Mais Florence est malade, dépressive. Ce « roman par nouvelles » comme le revendique son auteure, pourrait être l’histoire d’une femme, Florence, mère de Cassandre, amante et amie de Laure. Mais ce n’est pas si simple. Qui est ce « je » du titre ? Un « je » protéiforme, qui endosse une identité chaque fois différente, au gré des trois parties qui composent cet étrange roman.

Une des clefs du livre est sans doute dans les changements de perspective narrative, une dis-proportion stylistique calquée sur l’impossible quête de soi. Même la fascination pour l’Autre, pour Laure, (deux mots presque homophones) ne suffit pas à fournir un modèle qui puisse définir la petite fille qu’est Florence dans sa future « féminité ».

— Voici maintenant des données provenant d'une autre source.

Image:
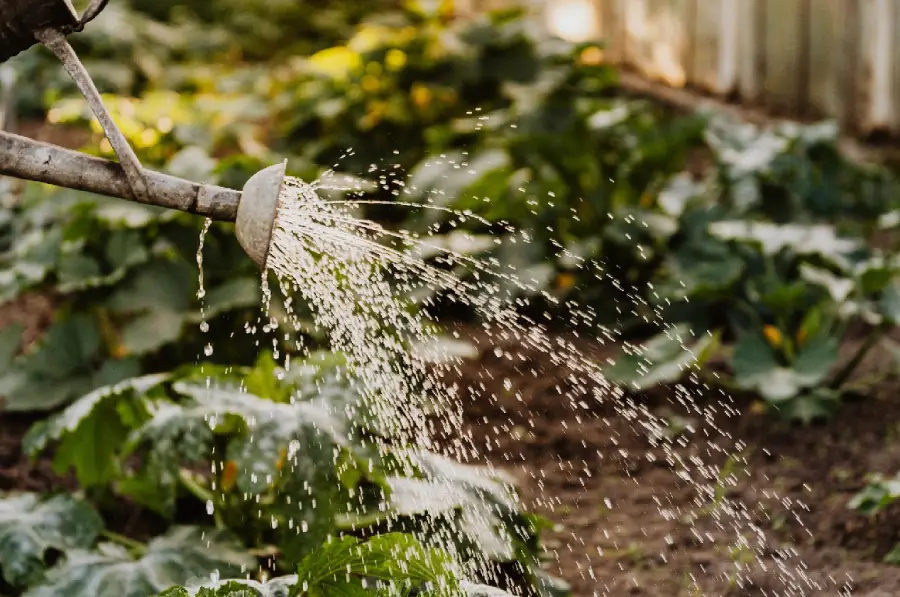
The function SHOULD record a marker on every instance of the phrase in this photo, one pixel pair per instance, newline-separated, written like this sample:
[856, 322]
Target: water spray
[24, 23]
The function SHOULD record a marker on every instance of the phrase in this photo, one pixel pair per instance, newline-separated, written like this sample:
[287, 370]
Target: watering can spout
[24, 23]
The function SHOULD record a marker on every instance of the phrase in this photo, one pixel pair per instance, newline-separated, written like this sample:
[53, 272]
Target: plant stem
[847, 370]
[135, 547]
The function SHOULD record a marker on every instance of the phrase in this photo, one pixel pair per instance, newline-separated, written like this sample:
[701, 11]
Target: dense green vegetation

Liée à l’état d’enfance, la poésie du livre s’attache à la maternité, évoquée comme une fusion entre le corps de la mère et le fœtus. Ce motif est particulièrement présent et sert de fil conducteur. Par exemple dans le premier chapitre, Florence joue souvent le rôle de la « prostituée enceinte ». Et Laure, pourtant déjà « formée » et plus mûre, jouait l’enfant :

Elle voulait parfois être mon bébé. Elle glissait la tête sous mon veston, s’appuyait sur les oreillers et s’assoupissait, expirant un souffle régulier et chaud. Plus tard, quand elle me dira : je t’aime tellement que j’aurais aimé t’accoucher, je repenserai à ce moment. 

(2016, 13)

Extraordinaire passage où l’amour s’exprime dans le désir de fusion et de protection totale. Pour Kiev Renaud, on fait toute sa vie ce deuil de la protection qu’offre le corps de la mère. D’où l’impossibilité d’être soi et la résolution de cette aporie dans une écriture où les sujets se mêlent et se rejoignent pour mieux se donner substance.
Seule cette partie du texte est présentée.